For Proband 2, NGS (Connective Tissue Gene Tests) identified only a single mutant allele, which was verified by Sanger sequencing. Genomic DNA from the proband and his family members was used to amplify the region surrounding exon 1 of TMEM38B by PCR. Reactions contained 15 pmol primers (5’UTRs, 5’-TCT CCT ACT CCT CAC CGC-3’; Intron 1as, 5’-CGA CTT AGA CGG TCC TCG-3’) and 1.25 U Amplitaq Gold (Life Technologies). Following an initial 10 minute denaturation at 95°C, reactions were incubated for 40 cycles of 94°C for 30 sec, 54°C for 30 sec and 72°C for 30 sec, followed by 7 min at 72°C. PCR products were then sequenced (Macrogen).

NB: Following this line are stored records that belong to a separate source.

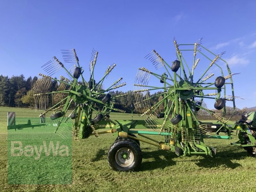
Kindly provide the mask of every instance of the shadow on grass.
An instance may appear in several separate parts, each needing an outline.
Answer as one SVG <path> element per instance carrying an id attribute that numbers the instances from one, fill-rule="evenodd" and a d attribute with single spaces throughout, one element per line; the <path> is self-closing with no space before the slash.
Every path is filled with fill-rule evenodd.
<path id="1" fill-rule="evenodd" d="M 164 151 L 162 150 L 152 151 L 143 151 L 142 149 L 143 159 L 140 166 L 140 171 L 153 170 L 159 168 L 164 169 L 167 167 L 175 165 L 176 163 L 172 159 L 177 157 L 174 153 L 169 151 Z M 152 159 L 153 161 L 147 159 Z"/>
<path id="2" fill-rule="evenodd" d="M 95 157 L 92 159 L 92 161 L 98 161 L 102 159 L 105 159 L 103 156 L 108 155 L 108 149 L 99 149 L 95 155 Z M 107 157 L 106 157 L 106 158 Z"/>
<path id="3" fill-rule="evenodd" d="M 217 152 L 212 157 L 205 157 L 199 160 L 196 164 L 199 167 L 206 168 L 224 166 L 232 169 L 241 166 L 237 163 L 233 163 L 231 160 L 240 160 L 247 156 L 246 151 L 236 152 L 233 150 Z"/>

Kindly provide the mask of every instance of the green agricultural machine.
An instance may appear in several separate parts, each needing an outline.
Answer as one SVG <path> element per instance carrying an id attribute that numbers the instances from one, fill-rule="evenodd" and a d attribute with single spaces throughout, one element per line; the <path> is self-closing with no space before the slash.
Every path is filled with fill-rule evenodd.
<path id="1" fill-rule="evenodd" d="M 102 86 L 115 64 L 108 66 L 103 77 L 97 81 L 94 71 L 97 52 L 93 50 L 89 75 L 84 75 L 75 50 L 63 50 L 64 61 L 74 65 L 68 70 L 54 57 L 42 66 L 47 75 L 39 74 L 40 78 L 33 89 L 36 106 L 45 110 L 40 117 L 44 117 L 45 125 L 55 126 L 55 132 L 62 137 L 65 138 L 67 132 L 72 131 L 76 141 L 90 136 L 98 137 L 100 134 L 116 133 L 117 137 L 110 147 L 108 160 L 110 167 L 116 170 L 139 168 L 142 159 L 140 142 L 173 151 L 179 156 L 211 156 L 216 149 L 206 146 L 204 139 L 230 140 L 235 132 L 239 140 L 231 144 L 242 146 L 255 156 L 256 114 L 245 113 L 236 122 L 230 121 L 232 116 L 226 116 L 226 102 L 233 105 L 235 114 L 235 100 L 239 98 L 235 96 L 232 77 L 237 74 L 231 73 L 228 63 L 221 58 L 224 52 L 214 54 L 201 44 L 201 40 L 194 44 L 178 44 L 174 39 L 176 55 L 170 64 L 155 50 L 145 57 L 153 64 L 153 70 L 139 68 L 134 85 L 135 100 L 131 106 L 144 120 L 110 119 L 111 111 L 125 112 L 114 107 L 117 99 L 125 94 L 112 97 L 108 93 L 125 85 L 121 83 L 122 78 L 106 88 Z M 200 62 L 198 56 L 202 58 Z M 52 77 L 61 68 L 67 78 Z M 212 77 L 213 72 L 216 74 L 215 78 Z M 89 77 L 88 81 L 84 76 Z M 54 82 L 58 82 L 57 91 L 47 92 Z M 149 91 L 155 93 L 150 94 Z M 204 106 L 205 100 L 212 101 L 217 110 Z M 53 107 L 48 108 L 50 100 Z M 68 112 L 71 107 L 74 109 Z M 200 110 L 214 117 L 216 121 L 199 120 Z M 16 127 L 13 126 L 8 129 Z M 102 128 L 109 129 L 98 131 Z M 159 139 L 156 140 L 150 135 L 158 135 Z"/>

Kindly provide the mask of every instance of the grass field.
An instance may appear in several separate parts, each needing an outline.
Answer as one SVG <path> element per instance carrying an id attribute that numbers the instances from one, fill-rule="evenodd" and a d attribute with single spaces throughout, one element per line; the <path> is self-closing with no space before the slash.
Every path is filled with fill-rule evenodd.
<path id="1" fill-rule="evenodd" d="M 141 143 L 143 159 L 139 171 L 111 170 L 107 160 L 115 138 L 111 134 L 72 141 L 72 184 L 8 185 L 7 180 L 7 114 L 16 112 L 17 123 L 39 121 L 39 112 L 29 109 L 0 108 L 0 191 L 256 191 L 256 159 L 230 140 L 205 140 L 217 149 L 212 157 L 180 157 L 174 153 Z M 130 119 L 129 115 L 114 113 L 111 118 Z M 134 115 L 135 119 L 137 116 Z M 35 128 L 41 129 L 42 128 Z M 26 129 L 31 129 L 27 128 Z M 23 130 L 18 130 L 21 132 Z M 154 137 L 158 139 L 157 136 Z M 160 140 L 158 139 L 158 140 Z"/>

The second mutant allele in Family 2 was detected by high-density targeted (HDT) array, which suggested copy number variation (CNV) in the first two exons of TMEM38B for the proband, his sibling and father (Connective Tissue Gene Tests). Based on the molecular findings reported by Rubinato et al [22], heminested primers were designed to amplify the region encompassing a 35 Kb region encompassing exons 1 and 2 of TMEM38B. PCR amplification, using 15 pmol primers (5’BP-S, 5’-GCA GCC TCA ACC TCC TGG GCT CAG ATG ATT-3’; 5’WT-AS, TAG GCC TGG CTG GTG GCT CAT GCC TGT AAT-3’; 3BP-AS, 5’-GCT TTT GAA ACT GAC CCA CCA GGG CTC TCT-3’) and the same conditions described above, generated 216 bp and 339 bp fragments for the mutant and normal alleles, respectively.

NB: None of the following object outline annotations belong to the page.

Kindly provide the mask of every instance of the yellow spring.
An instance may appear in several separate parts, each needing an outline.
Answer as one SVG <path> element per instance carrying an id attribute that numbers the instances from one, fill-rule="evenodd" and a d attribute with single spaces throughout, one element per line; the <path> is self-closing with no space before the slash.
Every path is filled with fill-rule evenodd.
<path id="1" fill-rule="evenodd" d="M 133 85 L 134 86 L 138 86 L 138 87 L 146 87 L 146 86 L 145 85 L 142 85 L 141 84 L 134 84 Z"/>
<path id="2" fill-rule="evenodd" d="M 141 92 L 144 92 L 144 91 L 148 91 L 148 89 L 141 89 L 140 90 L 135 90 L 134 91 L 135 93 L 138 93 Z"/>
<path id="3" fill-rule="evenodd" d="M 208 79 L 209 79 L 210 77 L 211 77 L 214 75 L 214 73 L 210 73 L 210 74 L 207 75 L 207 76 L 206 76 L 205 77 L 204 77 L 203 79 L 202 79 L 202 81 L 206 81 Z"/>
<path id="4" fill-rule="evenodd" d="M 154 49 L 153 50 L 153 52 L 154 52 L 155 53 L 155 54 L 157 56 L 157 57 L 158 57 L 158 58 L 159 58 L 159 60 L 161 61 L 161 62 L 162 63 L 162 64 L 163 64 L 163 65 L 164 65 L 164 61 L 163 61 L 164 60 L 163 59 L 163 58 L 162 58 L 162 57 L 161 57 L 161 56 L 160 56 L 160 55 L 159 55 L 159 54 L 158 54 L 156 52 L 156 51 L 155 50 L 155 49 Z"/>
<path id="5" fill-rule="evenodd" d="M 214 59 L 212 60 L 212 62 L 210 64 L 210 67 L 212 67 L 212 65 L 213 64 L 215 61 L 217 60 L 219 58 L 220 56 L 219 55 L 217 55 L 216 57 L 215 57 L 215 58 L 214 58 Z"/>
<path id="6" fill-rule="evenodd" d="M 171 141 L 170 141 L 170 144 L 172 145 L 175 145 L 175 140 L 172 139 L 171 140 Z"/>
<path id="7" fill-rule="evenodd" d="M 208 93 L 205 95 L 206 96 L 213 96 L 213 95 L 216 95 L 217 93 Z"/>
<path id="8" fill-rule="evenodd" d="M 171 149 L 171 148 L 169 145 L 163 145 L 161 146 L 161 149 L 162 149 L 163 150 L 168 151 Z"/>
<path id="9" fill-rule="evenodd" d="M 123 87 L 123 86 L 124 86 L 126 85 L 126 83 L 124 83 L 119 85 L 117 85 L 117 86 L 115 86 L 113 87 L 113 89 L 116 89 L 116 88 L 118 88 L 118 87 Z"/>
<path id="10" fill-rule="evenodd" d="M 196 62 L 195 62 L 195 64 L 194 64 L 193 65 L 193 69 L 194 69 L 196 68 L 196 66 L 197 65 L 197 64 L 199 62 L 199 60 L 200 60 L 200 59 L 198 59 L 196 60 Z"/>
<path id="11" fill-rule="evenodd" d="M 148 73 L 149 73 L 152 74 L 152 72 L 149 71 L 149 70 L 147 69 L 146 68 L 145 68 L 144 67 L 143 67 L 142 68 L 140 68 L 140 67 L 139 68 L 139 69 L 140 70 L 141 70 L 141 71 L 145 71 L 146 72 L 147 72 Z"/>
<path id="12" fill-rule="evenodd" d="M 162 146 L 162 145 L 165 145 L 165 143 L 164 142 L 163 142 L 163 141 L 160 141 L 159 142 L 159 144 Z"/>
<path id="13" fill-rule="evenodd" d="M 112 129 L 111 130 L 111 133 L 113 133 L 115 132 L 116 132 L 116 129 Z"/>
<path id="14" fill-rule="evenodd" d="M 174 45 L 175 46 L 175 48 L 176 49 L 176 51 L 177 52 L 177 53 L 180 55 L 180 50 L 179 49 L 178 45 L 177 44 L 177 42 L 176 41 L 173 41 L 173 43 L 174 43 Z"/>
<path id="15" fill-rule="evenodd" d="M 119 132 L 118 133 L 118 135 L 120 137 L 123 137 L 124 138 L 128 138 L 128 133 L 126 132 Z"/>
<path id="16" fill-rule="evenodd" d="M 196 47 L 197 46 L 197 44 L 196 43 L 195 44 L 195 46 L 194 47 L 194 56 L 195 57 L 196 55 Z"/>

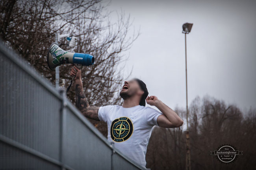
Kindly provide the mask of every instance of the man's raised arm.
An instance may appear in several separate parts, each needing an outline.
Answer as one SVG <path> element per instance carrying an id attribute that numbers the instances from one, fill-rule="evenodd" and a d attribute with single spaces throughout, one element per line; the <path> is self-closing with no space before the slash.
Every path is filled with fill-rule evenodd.
<path id="1" fill-rule="evenodd" d="M 76 76 L 74 80 L 76 87 L 76 107 L 80 110 L 85 117 L 96 121 L 99 121 L 98 117 L 99 107 L 90 107 L 84 93 L 81 78 L 81 70 L 74 66 L 74 68 L 71 69 L 70 75 L 72 76 Z"/>

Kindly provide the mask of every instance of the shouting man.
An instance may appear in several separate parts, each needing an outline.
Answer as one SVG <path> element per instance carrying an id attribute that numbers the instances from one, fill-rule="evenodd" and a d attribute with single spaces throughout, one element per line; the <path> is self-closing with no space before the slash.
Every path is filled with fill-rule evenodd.
<path id="1" fill-rule="evenodd" d="M 122 106 L 90 106 L 83 91 L 81 70 L 74 66 L 70 73 L 76 75 L 76 107 L 86 117 L 103 121 L 108 124 L 108 140 L 115 148 L 144 167 L 145 155 L 152 128 L 155 125 L 166 128 L 180 126 L 183 121 L 173 110 L 155 96 L 148 96 L 146 84 L 134 79 L 125 81 L 120 96 Z M 148 107 L 156 107 L 161 113 Z"/>

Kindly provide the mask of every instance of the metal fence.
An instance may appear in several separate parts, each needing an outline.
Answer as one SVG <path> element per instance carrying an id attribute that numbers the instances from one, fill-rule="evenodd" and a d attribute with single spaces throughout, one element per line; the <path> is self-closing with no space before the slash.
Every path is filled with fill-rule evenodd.
<path id="1" fill-rule="evenodd" d="M 0 42 L 0 169 L 143 169 Z"/>

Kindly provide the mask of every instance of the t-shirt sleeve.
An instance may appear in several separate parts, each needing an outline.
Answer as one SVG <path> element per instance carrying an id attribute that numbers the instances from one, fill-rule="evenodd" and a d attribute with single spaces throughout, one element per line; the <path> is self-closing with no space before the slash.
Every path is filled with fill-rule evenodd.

Proband 3 genomic DNA was amplified using 3% DMSO, 1.0 U High Fidelity Platinum Taq polymerase (Life Technologies), and 15 pmol primers encompassing exon 4 of TMEM38B (INT3-S, 5’-TTG ACA TGC TGG TGA AAG GGA AGA ATT GCA-3’; INT4-AS, 5’-CAG CTA TAT TCC ACC CAC ATT TAA AGT CCC-3’). An initial 5 minute denaturation at 94°C was followed by 35 cycles of 94°C for 1 min, 60°C for 30 sec and 72°C for 1 min, followed by 7 min at 72°C. Amplification products were then sequenced (Macrogen).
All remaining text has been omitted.